Gene Therapy for Inherited Severe Photoreceptor Diseases.

The retina represents the visual sensory receptor of the central nervous system (CNS) and its synaptic organization is similar to that of other CNS structures. The photoreceptor cells (rods and cones) in the retina are responsible for conversion of the light stimuli into electric signals (phototransduction) through to the retinal ganglion cells (RGC) and then to the visual cortex.

Inherited severe photoreceptor diseases are due to mutations in genes preferentially expressed in the photoreceptor cells of the retina, ultimately leading to retina degeneration and blinding. AAVEYE will be focusing on two specific inherited photoreceptor diseases, namely Retinitis Pigmentosa (RP) and Leber Congenital Amaurosis (LCA) due to mutations in PDE6B and AIPL1 genes, respectively.
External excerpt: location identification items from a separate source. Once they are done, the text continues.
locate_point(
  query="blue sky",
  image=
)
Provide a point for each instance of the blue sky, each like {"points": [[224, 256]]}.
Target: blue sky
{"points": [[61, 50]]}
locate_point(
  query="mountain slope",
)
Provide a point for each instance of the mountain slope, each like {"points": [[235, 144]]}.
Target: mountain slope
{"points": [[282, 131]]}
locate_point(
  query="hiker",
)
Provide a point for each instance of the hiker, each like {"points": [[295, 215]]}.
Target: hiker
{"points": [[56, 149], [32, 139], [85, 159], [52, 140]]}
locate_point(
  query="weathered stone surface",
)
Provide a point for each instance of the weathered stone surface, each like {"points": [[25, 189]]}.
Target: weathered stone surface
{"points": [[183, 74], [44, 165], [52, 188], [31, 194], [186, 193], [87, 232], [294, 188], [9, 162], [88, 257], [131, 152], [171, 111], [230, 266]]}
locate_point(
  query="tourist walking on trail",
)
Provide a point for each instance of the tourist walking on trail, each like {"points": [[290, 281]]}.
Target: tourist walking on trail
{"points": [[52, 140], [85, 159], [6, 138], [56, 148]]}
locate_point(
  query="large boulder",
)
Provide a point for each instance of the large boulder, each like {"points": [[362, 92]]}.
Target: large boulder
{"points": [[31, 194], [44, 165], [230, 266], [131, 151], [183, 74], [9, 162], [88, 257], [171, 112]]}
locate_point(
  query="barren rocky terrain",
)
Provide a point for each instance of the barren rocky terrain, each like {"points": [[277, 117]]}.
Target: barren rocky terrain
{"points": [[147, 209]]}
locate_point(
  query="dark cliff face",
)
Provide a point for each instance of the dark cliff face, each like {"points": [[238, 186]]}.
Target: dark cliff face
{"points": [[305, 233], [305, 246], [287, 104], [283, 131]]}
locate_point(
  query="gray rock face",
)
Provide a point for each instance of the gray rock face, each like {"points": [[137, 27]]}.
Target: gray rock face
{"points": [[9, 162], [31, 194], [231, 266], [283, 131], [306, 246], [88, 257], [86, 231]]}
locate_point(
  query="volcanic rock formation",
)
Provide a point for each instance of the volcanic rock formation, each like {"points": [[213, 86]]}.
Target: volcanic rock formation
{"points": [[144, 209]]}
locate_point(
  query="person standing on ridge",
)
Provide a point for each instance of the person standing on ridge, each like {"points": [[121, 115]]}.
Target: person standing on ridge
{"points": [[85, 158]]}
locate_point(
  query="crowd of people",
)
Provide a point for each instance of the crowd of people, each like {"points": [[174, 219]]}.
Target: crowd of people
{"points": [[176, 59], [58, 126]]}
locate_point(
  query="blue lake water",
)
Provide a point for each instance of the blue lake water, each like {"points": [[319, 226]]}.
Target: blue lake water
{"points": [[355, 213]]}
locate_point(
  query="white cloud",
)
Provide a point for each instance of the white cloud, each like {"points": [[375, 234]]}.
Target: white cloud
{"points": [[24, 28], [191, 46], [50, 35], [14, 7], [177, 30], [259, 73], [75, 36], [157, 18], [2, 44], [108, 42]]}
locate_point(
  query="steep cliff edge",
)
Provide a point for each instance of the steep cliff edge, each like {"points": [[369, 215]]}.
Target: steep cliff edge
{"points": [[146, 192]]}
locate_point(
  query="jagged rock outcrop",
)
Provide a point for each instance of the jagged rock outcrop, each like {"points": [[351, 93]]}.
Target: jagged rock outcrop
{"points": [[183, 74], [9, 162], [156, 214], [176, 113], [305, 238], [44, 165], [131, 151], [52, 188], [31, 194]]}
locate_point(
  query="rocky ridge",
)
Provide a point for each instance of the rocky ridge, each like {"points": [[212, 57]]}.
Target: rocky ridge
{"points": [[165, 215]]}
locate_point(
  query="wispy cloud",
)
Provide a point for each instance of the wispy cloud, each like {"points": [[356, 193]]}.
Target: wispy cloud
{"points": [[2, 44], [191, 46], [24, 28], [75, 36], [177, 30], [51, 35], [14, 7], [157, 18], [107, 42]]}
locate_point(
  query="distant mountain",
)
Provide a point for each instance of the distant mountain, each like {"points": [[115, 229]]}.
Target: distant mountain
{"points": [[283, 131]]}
Vectors derived from the adeno-associated virus (AAV) have proven to efficiently transduce the retina of animal models and AAV-mediated gene transfer appears to revert retinal pigment epithelium (RPE) defects.

The ultimate goal of the proposal is to develop gene therapy strategies for the treatment of inherited severe blinding disorders.
To develop efficient and safe gene therapy for inherited severe photoreceptor diseases the following tasks should be accomplished: i. development of safe gene therapy vectors that transduce photoreceptors in small and large animal models stably and safely; ii. provide proof-of-concept of the efficacy and safety of gene therapy strategies in animal models of disease, and iii. characterize at the molecular and clinical levels patients affected with inherited photoreceptor diseases in order to detail the disease clinical history and to select individuals that might be treated in future trials.

The safety and feasibility of AAV-mediated gene transfer is tested in humans for the first time by the AAVEYE consortium, potentially leading to the phenotypic and functional rescue of inherited severe photoreceptor degenerations.